Riepilogando, per aversi tacito mutuo consenso inteso a risolvere o comunque a non proseguire il rapporto di lavoro non basta il mero decorso del tempo fra la scadenza del termine illegittimamente apposto e la relativa impugnazione giudiziale, ma è necessario il concorso di ulteriori e significative circostanze tali da far desumere in maniera chiara e certa la comune volontà delle parti di porre definitivamente fine ad ogni rapporto lavorativo, circostanze della cui allegazione e prova è gravato il datore di lavoro (ovvero la parte che eccepisce un tacito mutuo consenso).

In conclusione, il mero decorso del tempo non avrebbe mai potuto dare luogo al mutuo consenso di cui parla la società ricorrente.

Quanto alla circostanza dell’asserita incontestata accettazione del TFR, basti notare che il ricorso non è nemmeno autosufficiente perchè non chiarisce in quale atto difensivo o verbale d’udienza la società ricorrente la avrebbe allegata.

2- Con il secondo motivo la società ricorrente lamenta violazione o falsa applicazione di norme di diritto e di contratti o accordi collettivi di lavoro, nonchè vizio di motivazione nella parte in cui l’impugnata sentenza avrebbe statuito la necessità che la contrattazione collettiva prevedesse un’efficacia temporale limitata alle deroghe alla previgente normativa di cui alla L. n. 230 del 1962 e che comunque l’accordo aziendale 25.9.97 avesse un’efficacia a tempo definito.

La doglianza è infondata.

L’impugnata sentenza ha attribuito rilievo decisivo alla considerazione che il contratto in oggetto è stato stipulato – ai sensi dell’art 8 CCNL del 1994, come integrato dall’accordo aziendale 25.9.97 – in data ampiamente successiva al 30.4.98, allorquando era espressamente venuta meno la copertura autorizzatoria.
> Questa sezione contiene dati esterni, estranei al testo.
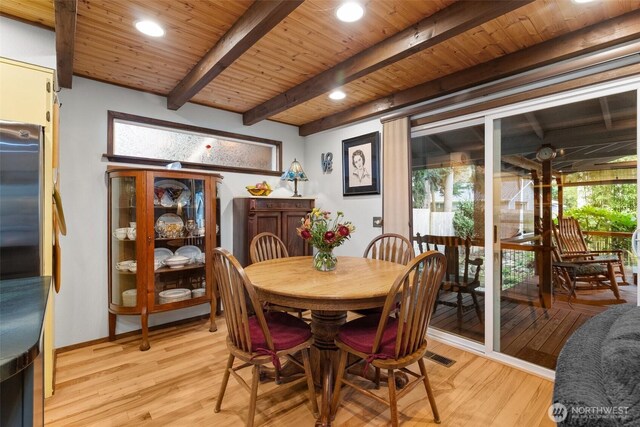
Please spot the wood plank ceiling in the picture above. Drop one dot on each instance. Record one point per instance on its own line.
(279, 60)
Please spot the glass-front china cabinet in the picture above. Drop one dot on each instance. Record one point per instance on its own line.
(162, 223)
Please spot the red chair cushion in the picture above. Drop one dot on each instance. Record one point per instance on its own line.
(286, 331)
(360, 333)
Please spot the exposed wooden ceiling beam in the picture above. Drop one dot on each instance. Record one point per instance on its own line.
(439, 144)
(257, 21)
(66, 12)
(522, 162)
(535, 125)
(590, 39)
(606, 114)
(437, 28)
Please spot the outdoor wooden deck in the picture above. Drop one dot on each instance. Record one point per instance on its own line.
(528, 331)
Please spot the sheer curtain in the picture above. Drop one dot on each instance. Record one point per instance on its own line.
(396, 181)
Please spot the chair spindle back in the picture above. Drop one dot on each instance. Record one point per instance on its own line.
(266, 246)
(233, 285)
(390, 247)
(417, 290)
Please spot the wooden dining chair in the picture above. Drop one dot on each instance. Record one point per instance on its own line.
(388, 247)
(266, 246)
(258, 339)
(394, 343)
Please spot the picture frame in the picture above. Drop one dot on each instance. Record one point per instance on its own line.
(361, 165)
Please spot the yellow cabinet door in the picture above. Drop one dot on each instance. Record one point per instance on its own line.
(26, 95)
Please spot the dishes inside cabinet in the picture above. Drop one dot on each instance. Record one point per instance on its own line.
(190, 251)
(173, 295)
(129, 297)
(169, 225)
(170, 193)
(160, 254)
(176, 261)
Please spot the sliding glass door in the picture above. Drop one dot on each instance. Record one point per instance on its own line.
(448, 215)
(565, 180)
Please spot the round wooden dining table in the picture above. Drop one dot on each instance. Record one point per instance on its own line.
(356, 283)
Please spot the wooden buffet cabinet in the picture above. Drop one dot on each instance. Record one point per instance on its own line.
(173, 213)
(280, 216)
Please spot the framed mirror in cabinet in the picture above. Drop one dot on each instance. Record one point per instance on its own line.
(161, 223)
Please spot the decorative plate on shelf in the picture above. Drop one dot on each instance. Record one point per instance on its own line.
(170, 193)
(160, 254)
(190, 251)
(169, 225)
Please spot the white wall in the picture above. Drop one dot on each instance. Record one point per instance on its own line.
(360, 210)
(27, 43)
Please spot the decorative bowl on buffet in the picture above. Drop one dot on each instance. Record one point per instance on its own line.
(199, 292)
(260, 189)
(176, 261)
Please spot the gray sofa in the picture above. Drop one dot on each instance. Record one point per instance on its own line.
(598, 372)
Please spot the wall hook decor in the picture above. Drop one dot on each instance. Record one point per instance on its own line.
(326, 161)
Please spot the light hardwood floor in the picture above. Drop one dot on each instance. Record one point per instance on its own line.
(176, 383)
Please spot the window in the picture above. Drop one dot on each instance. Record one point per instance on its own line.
(136, 139)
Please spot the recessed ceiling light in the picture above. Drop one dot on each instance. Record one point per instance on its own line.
(337, 95)
(350, 12)
(150, 28)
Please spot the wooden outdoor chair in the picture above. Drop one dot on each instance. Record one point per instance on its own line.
(259, 339)
(463, 280)
(567, 274)
(572, 244)
(570, 268)
(266, 246)
(394, 343)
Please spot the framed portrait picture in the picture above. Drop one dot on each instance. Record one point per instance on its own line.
(361, 165)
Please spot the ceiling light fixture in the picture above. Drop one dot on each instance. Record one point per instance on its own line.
(350, 12)
(337, 95)
(150, 28)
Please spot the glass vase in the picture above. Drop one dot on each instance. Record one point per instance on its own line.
(325, 260)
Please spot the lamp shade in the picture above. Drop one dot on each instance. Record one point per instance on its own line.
(295, 172)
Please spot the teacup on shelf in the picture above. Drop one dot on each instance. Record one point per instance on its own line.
(124, 265)
(120, 233)
(131, 233)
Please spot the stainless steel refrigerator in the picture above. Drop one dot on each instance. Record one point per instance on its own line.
(21, 186)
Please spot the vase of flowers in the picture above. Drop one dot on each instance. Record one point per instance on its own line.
(325, 234)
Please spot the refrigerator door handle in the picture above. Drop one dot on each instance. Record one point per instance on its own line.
(59, 212)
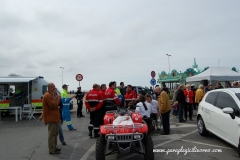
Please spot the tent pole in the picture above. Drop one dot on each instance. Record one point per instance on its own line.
(28, 93)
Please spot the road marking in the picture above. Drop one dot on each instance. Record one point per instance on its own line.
(87, 154)
(171, 140)
(74, 149)
(170, 136)
(182, 125)
(205, 144)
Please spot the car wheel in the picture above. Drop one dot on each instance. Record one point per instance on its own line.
(201, 127)
(148, 145)
(100, 148)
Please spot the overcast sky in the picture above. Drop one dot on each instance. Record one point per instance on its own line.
(120, 40)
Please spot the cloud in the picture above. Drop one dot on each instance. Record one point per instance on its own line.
(115, 40)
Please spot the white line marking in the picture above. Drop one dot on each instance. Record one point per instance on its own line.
(158, 145)
(87, 154)
(171, 140)
(205, 144)
(74, 149)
Tale considerazione – in base all’indirizzo ormai consolidato in materia dettato da questa Corte (con riferimento al sistema vigente anteriormente al CCNL del 2001 e al D.Lgs. n. 368 del 2001) – è sufficiente a sostenere l’affermata nullità del termine apposto al contratto de quo.

A tale riguardo, sulla scia di Cass. S.U. 2.3.2006 n. 4588 è stato precisato che “l’attribuzione alla contrattazione collettiva, L. n. 56 del 1987, ex art. 23 del potere di definire nuovi casi di assunzione a termine rispetto a quelli previsti dalla L. n. 230 del 1962, discende dall’intento del legislatore di considerare l’esame congiunto delle parti sociali sulle necessità del mercato del lavoro idonea garanzia per ì lavoratori ed efficace salvaguardia per i loro diritti (con l’unico limite della predeterminazione della percentuale di lavoratori da assumere a termine rispetto a quelli impiegati a tempo indeterminato) e prescinde, pertanto, dalla necessità di individuare ipotesi specifiche di collegamento fra contratti ed esigenze aziendali o di riferirsi a condizioni oggettive di lavoro o soggettive dei lavoratori ovvero di fissare contrattualmente limiti temporali all’autorizzazione data al datore di lavoro di procedere ad assunzioni a tempo determinato” (v. Cass. 4.8.2008 n. 21063; cfr., altresì, Cass. 20.4.2006 n. 9245; Cass. 73.2005 n. 4862; Cass. 26.7.2004 n. 14011).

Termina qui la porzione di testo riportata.